Mixed Media, Sunday 10 February 2019

Films:

High Flying Bird movie poster
  • High Flying Bird: Soderbergh at his best, with a powerful script about race, wealth, sport and passion. Compelling and subtle.
  • How To Train Your Dragon 3: The Hidden World: lovely cap on the trilogy. The bad guy was kinda meh, and the comedy more subdued, but it makes up for it with gorgeous animation and a sweet, emotionally resonant story.
  • Thoroughbreds: Deadpan murder girls. Not a comedy, more of a Hitchcockian tension-building thriller. Anyone with a teenage daughter should be suitably wary.

Books:

  • ⭐⭐ Why We Sleep by Matthew Walker: potentially life-changing, as previously mentioned
  • 💩 Gathering Prey by John Sandford: dull. The last 200 pages are essentially a single shootout scene. The “Prey” books are at their best when protagonist Lucas Davenport is investigating and executing political manoeuvres. This has practically nothing of either. The only redeeming factor is that Davenport’s daughter Letty gets some good protagonist time. She needs her own spin-off series.
  • All-new Inhumans vol 1 (Global Outreach) and vol2 (Skyspears) by James Asmus, Charles Soule, André Araujo, et al: lovely art, but the characters failed to ignite my attention.

“TV”:

  • The Blacklist seasons 2,3,4,5: I kinda went on a binge during January, and finished the remaining seasons I could hoover up from Netflix. Feels like that was almost the only thing I did in my spare time in January. I continued to enjoy it, apart from the first part of season 5, in which they briefly tried to turn it into a weird buddy comedy heist show. There are some shockingly good episodes of TV in here, though, with “Requiem” in season 4 as my standout favourite (the one where we see how Mr. Kaplan became Mr. Kaplan.) They wrapped up a lot of plot threads at the end of season 5. Although there was a notional “cliffhanger” ending in which the next volume of secrets was teased, I’d be okay if I didn’t see any more. The show takes a lot of moral liberties for the sake of story, and the compromises the characters make don’t land with enough impact.
  • The Punisher season 2: follows the standard Netflix Marvel show template. Sincerely made but unremarkable. It may be superfluous to say that it’s “very violent”, but, well. I keep thinking I don’t need more shows like this in my life, and then I keep watching them.
  • The Good Place season 3: continues to be adorable, fast-paced, witty, and continues to drive the premise further and further.
  • Russian Doll: This is straight up amazing. Takes the time loop of Groundhog Day and twists it. You may think you know where this is going to go, but you’re wrong. (Or are you?) Hilariously funny — I laughed out loud while watching this through headphones and my iPhone on an airplane, with a stranger sitting next to me — and moving. Natasha Lyonne is a cranky whirlwind, and a sheer joy.

Podcasting:

  • The Dream season 1 was a fascinating deep dive into multi-level marketing, and the people who take part in it.
  • The most recent episode of Willa Paskin’s Decoder Ring, The Grifter has some nice parallels with Jason Scott’s recent instalment about Robert Hoquim. In it he refers to an old (2015) episode of Reply All, The Man In The FBI Hat. These three episodes make for a fascinating look at con artists, and why they make for such engaging stories.
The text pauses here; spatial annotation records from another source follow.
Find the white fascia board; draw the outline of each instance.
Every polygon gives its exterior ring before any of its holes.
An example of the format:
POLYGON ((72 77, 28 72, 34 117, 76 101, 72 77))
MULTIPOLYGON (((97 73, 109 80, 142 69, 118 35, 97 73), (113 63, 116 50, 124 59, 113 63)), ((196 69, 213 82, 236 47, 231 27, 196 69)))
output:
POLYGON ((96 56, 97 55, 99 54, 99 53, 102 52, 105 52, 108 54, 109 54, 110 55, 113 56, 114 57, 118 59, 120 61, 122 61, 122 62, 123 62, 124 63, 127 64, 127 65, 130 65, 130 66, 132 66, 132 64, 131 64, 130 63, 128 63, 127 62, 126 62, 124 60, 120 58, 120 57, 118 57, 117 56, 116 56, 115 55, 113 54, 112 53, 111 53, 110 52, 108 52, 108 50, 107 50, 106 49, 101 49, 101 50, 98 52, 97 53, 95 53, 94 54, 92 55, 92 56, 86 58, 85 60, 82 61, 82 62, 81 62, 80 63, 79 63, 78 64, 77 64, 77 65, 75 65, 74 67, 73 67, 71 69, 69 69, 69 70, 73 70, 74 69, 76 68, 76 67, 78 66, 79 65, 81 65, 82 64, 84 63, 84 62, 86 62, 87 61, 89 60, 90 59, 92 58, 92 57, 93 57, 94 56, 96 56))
Mixed Media, Monday 31 December 2018

Book cover for Waypoint Kangaroo by Curtis C. Chen

Books:

  •  Waypoint Kangaroo by Curtis C. Chen could not be any further up my alley. Kangaroo is a wise-cracking spy with a unique and completely unexplainable superpower: the ability to open a hole to a pocket universe where he can store all sorts of convenient tools and gadgets. His last mission didn’t go so well, the secret intelligence department he works for is being audited, and they want him out of the way for a while, so they send him on a vacation cruise to Mars. Of course, the cruise doesn’t go as expected, and Kangaroo gets pulled into a web of deceit, murder, and romance. It’s fabulous, and I loved every page. Even better: there’s a sequel!
  • Turn The Ship Around by L. David Marquet is a management book that tells how the author took the submarine he was put in command of from the bottom of its group rankings to the top, by pushing authority and decision-making power as far down the traditional pyramid hierarchy as possible. I happen to work in an industry and organization where some of the lessons in the book are the norm already, but there is still a lot to learn from here.
  • All Systems Red by Martha Wells — first novella in the “Murderbot Diaries” series about a security robot who has hacked its own behaviour governor so that it can spend more time watching TV shows. It’s fun, though not as comical as the premise might suggest. We have the rest of the series in ebook, and I plan to read more.
  • Domino vol 1: Killer Instinct by Gail Simone, David Baldeon et al. I like the art. The story is okay, but it jumps around a bit too much, and doesn’t land the thematic punches very cleanly.

Films:

  • Mortal Engines Meh
  • Fantastic Beasts: The Crimes of Grindelwald Meh
  • 💩The Meg Sometimes you just find yourself in the mood for a Jason Statham film. Skip this one.
  • Spider-Man: Into The Spider-Verse Awesome! Want more of this.

TV:

  • Travelers season 3: Oh wow. They actually ended it. Wrapped up. Three seasons and done, with an ending that might not be what we want, but that makes narrative and emotional sense. I’m sad that it’s over, because I love these characters and would gladly watch more of their stories. But too many shows feel like they draw out their main arc with filler episodes that don’t lead anywhere. Travelers doesn’t have room for much of that.
  • The Blacklist season 1: Case in point. I actually do rather like this, but it’s really obvious that it’s going to be a never-ending race to peel layers off an infinite onion. How (or if) the characters evolve will determine whether I stick with it for longer.
  • Colony season 2: Feels like it’s treading water at times, but by the end of the season the cast has been through a wringer. I understand that it got canceled after season 3, but I don’t know if the writers were able to wrap it up in the final episodes. Hmm.